'Günümüzün Mimarları Neden Mimar Sinan'dan Esinlenemiyor?'

Mimar ve Mühendisler Grubu’nun (MMG) düzenlediği ‘Yaşayan Mimar Sinan’ı Anlamak’ konulu panel Mimar Sinan Güzel Sanatlar Üniversitesi (MSGSÜ) gerçekleştirildi.
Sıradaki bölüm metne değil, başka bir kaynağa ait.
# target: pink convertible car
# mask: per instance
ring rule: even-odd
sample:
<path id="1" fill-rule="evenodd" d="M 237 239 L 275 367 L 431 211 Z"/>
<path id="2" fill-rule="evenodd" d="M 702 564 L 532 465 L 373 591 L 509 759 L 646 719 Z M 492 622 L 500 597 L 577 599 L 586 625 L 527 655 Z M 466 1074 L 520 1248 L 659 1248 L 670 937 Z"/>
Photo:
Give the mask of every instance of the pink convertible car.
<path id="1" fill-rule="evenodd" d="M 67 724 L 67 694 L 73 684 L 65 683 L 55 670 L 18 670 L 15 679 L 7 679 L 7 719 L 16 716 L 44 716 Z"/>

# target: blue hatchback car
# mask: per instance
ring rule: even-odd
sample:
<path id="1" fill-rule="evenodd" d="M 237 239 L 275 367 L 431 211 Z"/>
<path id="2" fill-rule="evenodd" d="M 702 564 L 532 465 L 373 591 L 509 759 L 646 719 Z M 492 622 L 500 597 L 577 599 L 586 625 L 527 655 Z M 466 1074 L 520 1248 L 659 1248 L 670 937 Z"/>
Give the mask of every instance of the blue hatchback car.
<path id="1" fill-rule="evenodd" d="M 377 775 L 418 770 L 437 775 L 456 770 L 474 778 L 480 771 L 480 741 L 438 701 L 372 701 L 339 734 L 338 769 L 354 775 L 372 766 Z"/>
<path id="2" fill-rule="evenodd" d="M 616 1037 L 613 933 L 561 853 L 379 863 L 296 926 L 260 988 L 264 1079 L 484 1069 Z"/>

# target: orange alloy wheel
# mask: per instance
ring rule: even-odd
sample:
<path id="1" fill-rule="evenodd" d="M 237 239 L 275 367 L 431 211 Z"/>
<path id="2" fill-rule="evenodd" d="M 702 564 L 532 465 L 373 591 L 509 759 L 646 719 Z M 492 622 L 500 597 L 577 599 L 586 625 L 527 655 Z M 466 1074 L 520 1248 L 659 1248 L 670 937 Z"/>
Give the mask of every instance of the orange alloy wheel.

'Günümüzün Mimarları Neden Mimar Sinan'dan Esinlenemiyor?'
Üniversitenin Sedad Hakkı Eldem Oditoryumu’nda düzenlenen panelin açılış konuşmasını yapan MMG Genel Başkan Yardımcısı ve Türk-Macar İş Adamları Derneği Başkanı Osman Şahbaz, “Yaşayan Mimar Sinan’ı Anlamak” isimli panelin, MSGSÜ'nde yapılmasının ayrı bir anlam taşıdığını vurguladı. Mimar Sinan gibi büyük bir mimara sahip olmanın, ülkemiz için gurur kaynağı olduğunu, Sinan’ın yaptığı eserlerin ve adının 500 senedir yaşadığına dikkat çeken panelin moderatörü Osman Şahbaz, “Toplumlar büyük değerlere verilen kıymet ile yücelirler. Şayet bir tek Süleymaniye Cami ve külliyesi bir Batı toplumunda olsaydı, adına yüzlerce Süleymaniye Romanı, müzikali, şiiri, bestesi, filmi ve oratoryosu yapılırdı. Bugün ustaların ustası Koca Mimar Sinan'ı hatırlamaktan öte, doğup büyüdüğü, hayat sürdüğü coğrafyadan beslendiği kültür değerlerini, dehasını övünç kaynağımız olan Asya'dan Avrupa'ya uzanan coğrafyadaki eserlerinin mana ve önemini konuşacağız. Günümüzün mimarları neden Mimar Sinan'dan esinlenemiyorlar?” diye sordu.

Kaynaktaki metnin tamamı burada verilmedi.